(Harrisburg, PA) The President of Butler County Community College, Dr. Nicholas Neupauer, testified Monday before joint state Senate panels about measures Pennsylvania’s 14 community colleges are taking to ensure informed borrowing decisions by families and students and to ameliorate a student loan default rate of 15 percent.
Neupauer, also the immediate past chairman of the Pennsylvania Commission for Community Colleges, told the Senate Majority Policy and Senate Education committees that community colleges collectively enroll the highest number of students and are the least-expensive public postsecondary option in Pennsylvania, with annual tuition averaging $4,132 in sponsored districts.
Many of those 318,000 students rely on federal and state financial aid programs, Neupauer said, and some receive scholarships. For those who pursue loans, community colleges such as his are improving financial literacy programs.
The average household income of a Pennsylvania community college family with a dependent student is nearly $20,000 below the state median of $55,000, Neupauer said.
“Pennsylvania’s community college leadership is keenly aware of our responsibility to ensure that our students make wise financial decisions, particularly when borrowing money for educational purposes,” Neupauer testified. “The colleges are committed to providing high-quality financial education to our students to ensure that they fully understand the consequences of loans on their future and principles of borrowing and debt management.”
Every community college posts tuition and fee information on its website, including a net price calculator that provides students the ability to enter information to learn what students like them paid to attend the institution in the previous year, after grants and scholarships are applied, Neupauer said.

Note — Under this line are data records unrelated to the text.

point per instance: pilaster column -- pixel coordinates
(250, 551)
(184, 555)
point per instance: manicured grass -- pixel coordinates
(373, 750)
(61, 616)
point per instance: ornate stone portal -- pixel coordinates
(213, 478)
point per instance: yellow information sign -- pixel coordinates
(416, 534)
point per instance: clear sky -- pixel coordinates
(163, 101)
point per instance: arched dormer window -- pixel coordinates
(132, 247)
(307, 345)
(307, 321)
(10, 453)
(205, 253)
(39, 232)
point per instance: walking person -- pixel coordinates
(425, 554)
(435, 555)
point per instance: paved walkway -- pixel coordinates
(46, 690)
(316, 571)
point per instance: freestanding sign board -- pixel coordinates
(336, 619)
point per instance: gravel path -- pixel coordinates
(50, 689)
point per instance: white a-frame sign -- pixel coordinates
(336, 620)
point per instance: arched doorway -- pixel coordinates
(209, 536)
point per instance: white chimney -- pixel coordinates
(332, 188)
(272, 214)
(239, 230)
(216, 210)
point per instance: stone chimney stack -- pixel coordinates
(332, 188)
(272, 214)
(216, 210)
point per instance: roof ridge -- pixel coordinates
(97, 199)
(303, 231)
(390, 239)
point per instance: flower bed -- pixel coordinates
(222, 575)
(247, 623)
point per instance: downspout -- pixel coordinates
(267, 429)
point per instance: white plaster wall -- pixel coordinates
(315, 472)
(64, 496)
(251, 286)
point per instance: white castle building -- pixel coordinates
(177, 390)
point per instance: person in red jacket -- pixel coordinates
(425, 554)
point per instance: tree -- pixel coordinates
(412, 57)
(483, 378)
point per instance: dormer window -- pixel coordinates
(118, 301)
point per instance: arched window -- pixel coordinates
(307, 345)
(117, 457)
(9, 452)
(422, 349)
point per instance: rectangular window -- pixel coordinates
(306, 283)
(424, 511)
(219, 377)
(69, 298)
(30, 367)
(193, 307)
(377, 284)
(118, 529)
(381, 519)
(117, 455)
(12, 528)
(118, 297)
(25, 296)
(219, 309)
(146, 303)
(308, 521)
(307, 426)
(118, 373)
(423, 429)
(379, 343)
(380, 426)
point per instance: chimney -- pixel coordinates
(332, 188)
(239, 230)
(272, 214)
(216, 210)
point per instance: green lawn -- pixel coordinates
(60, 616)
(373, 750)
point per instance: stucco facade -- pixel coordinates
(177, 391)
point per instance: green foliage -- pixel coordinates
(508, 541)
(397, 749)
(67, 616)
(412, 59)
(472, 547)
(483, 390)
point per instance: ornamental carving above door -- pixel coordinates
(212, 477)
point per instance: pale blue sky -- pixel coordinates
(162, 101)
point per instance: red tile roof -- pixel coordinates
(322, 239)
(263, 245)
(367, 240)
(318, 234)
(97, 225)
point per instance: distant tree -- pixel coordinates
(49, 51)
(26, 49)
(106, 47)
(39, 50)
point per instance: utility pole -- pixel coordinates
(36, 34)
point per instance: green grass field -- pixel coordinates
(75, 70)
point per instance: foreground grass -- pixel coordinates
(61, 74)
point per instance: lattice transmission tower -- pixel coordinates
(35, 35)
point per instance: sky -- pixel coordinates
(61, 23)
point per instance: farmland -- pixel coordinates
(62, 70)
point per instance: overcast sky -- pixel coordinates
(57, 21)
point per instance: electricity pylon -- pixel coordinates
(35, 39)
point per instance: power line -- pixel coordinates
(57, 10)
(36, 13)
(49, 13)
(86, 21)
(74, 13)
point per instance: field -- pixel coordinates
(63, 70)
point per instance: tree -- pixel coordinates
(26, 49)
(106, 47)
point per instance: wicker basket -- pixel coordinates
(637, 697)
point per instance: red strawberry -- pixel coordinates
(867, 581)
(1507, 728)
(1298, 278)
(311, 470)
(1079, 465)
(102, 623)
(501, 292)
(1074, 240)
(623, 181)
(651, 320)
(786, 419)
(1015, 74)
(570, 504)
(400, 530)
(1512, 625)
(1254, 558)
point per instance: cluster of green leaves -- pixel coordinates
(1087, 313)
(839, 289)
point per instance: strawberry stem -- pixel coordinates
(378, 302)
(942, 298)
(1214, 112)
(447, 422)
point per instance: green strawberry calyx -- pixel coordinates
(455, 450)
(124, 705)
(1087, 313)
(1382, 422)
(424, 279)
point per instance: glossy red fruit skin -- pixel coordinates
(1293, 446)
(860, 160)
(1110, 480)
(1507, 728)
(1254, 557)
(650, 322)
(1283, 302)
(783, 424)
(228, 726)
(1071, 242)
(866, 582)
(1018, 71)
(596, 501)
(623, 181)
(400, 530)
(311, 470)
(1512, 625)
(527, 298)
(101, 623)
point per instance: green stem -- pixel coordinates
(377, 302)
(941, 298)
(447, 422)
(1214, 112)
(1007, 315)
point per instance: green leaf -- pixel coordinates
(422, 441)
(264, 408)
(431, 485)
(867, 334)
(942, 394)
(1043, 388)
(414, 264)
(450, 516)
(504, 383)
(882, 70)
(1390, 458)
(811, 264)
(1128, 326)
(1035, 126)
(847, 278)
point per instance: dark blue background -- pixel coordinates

Those schools also offer an extensive menu of education and counseling to promote financial literacy and improve student understanding of the financial obligations of attendance and loans, according to Neupauer.
BC3 offers financial literacy content in its College Success Skills class, which includes a Financial Literacy 101 course every semester that teaches students how to create a budget, the importance of savings and how finances affect financial well-being.

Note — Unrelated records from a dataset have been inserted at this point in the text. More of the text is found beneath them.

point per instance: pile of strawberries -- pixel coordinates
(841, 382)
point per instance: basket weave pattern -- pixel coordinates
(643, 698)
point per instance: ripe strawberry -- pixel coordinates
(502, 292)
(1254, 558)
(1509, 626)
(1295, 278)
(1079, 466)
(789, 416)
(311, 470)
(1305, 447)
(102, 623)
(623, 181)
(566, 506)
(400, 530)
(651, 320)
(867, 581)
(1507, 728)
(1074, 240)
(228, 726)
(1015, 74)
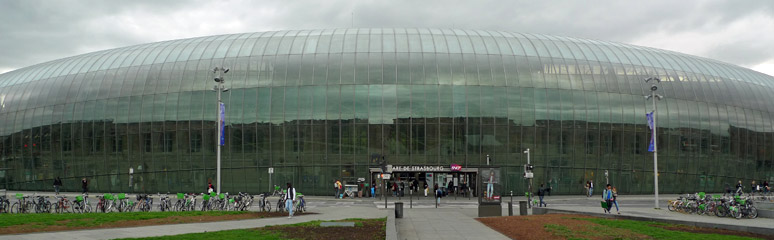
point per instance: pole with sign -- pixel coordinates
(271, 171)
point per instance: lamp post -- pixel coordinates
(219, 71)
(653, 96)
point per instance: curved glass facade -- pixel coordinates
(317, 105)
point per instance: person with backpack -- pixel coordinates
(290, 197)
(607, 196)
(57, 184)
(615, 200)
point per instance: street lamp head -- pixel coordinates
(653, 78)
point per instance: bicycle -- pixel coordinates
(300, 204)
(277, 191)
(164, 203)
(42, 205)
(264, 203)
(62, 205)
(5, 205)
(281, 204)
(22, 205)
(81, 204)
(145, 202)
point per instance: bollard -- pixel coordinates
(523, 208)
(398, 209)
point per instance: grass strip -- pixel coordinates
(259, 233)
(650, 229)
(95, 219)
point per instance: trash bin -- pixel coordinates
(399, 210)
(523, 208)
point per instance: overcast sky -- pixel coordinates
(737, 32)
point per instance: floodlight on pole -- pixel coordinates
(653, 97)
(219, 71)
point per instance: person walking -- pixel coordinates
(336, 188)
(615, 200)
(85, 185)
(57, 184)
(490, 185)
(607, 196)
(542, 193)
(586, 189)
(373, 189)
(290, 198)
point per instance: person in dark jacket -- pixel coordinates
(542, 193)
(57, 184)
(85, 185)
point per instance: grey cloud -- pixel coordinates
(37, 31)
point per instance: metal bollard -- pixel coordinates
(523, 208)
(399, 210)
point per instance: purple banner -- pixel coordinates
(222, 124)
(652, 131)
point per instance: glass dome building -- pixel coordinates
(320, 105)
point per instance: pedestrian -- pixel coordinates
(542, 193)
(373, 189)
(438, 194)
(336, 188)
(290, 198)
(85, 185)
(586, 189)
(57, 184)
(607, 196)
(490, 185)
(615, 200)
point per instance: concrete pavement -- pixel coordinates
(453, 219)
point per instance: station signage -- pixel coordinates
(455, 167)
(419, 168)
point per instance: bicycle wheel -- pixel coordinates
(737, 213)
(752, 212)
(15, 208)
(76, 206)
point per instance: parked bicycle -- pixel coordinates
(22, 205)
(165, 203)
(42, 204)
(264, 203)
(5, 205)
(62, 205)
(81, 204)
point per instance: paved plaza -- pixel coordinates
(423, 219)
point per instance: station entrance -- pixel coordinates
(411, 180)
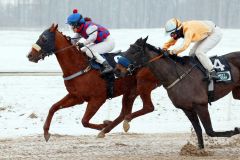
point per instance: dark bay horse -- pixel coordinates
(185, 85)
(85, 84)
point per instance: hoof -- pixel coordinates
(237, 130)
(126, 125)
(47, 136)
(101, 135)
(107, 122)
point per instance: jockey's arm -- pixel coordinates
(186, 43)
(75, 38)
(169, 43)
(92, 32)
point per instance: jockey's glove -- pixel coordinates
(80, 45)
(173, 52)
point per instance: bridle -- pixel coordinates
(48, 48)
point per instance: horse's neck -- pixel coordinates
(69, 59)
(164, 69)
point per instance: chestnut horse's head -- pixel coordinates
(45, 45)
(132, 58)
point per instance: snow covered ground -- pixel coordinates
(25, 100)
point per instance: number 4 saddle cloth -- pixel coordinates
(222, 68)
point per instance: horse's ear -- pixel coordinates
(145, 39)
(54, 27)
(139, 40)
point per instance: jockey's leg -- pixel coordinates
(96, 49)
(206, 45)
(194, 48)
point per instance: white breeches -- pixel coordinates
(202, 47)
(96, 49)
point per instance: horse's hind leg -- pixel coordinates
(236, 93)
(127, 104)
(66, 102)
(92, 107)
(202, 112)
(192, 116)
(144, 89)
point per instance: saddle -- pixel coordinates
(108, 77)
(222, 68)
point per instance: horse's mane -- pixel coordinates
(181, 60)
(153, 48)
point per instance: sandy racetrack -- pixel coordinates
(117, 146)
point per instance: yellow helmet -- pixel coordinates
(173, 25)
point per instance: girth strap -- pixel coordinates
(180, 78)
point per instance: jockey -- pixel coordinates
(97, 38)
(206, 35)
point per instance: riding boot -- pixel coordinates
(107, 68)
(213, 75)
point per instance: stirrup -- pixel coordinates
(107, 70)
(213, 75)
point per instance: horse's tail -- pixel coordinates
(87, 19)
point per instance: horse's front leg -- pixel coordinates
(92, 107)
(127, 104)
(66, 102)
(192, 116)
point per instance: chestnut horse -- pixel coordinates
(185, 85)
(85, 84)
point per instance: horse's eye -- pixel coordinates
(44, 38)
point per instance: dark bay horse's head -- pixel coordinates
(136, 58)
(45, 45)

Selected last year by Schools.com as Pennsylvania’s top community college, BC3 further publishes a “Beyond Financial Aid” brochure that provides resources for basic needs and supports and is distributed to all faculty and staff and made available to students. BC3 also conducts an annual “Financial Wellness Fair” that attracts more than 200 participants and that includes representatives from community organizations, the Butler Armco Employees Credit Union, BC3's financial aid office, PHEAA, KEYS, JobCorps and others.
Additionally, Neupauer told the state Senate panels, BC3’s financial aid office does not “auto-package” loans. Instead, it requires students to complete a separate loan request form and uses that opportunity to educate the student about borrowing.
“Our goal and success is that students understand what their actual costs are and what they need to borrow,” Neupauer said.
Neupauer cited as another example the efforts at Bucks County Community College, which offers a range of financial education opportunities and counseling for students, with checkpoints to ensure that students are informed before a loan is certified or processed. In addition to resources on the Bucks County Community College webpage, video sessions and financial literacy workshops at all campus locations, the school conducts loan information sessions so that students have the opportunity to know what they have borrowed and what they will owe when they leave.
During those sessions, Bucks provides computers on which students can view their outstanding loan balance and loan services and learn how to access the National Student Loan Data System where this information is housed.
Despite these efforts, some students borrow too much, Neupauer said.
Fifteen percent of Pennsylvania community college students default on loans. At BC3, it’s 11.1 percent, the second-lowest average among the 14 schools, according to Neupauer, who stressed to senators that the problem is not confined to community college students or those with low incomes.
“A report issued by the Federal Reserve Board in May found that 46 percent of adults surveyed said that they did not have the funds to cover a $400 emergency expense, or would either borrow money or sell something to come up with the money,” Neupauer said. “Improved financial literacy and financial education is needed across the population.”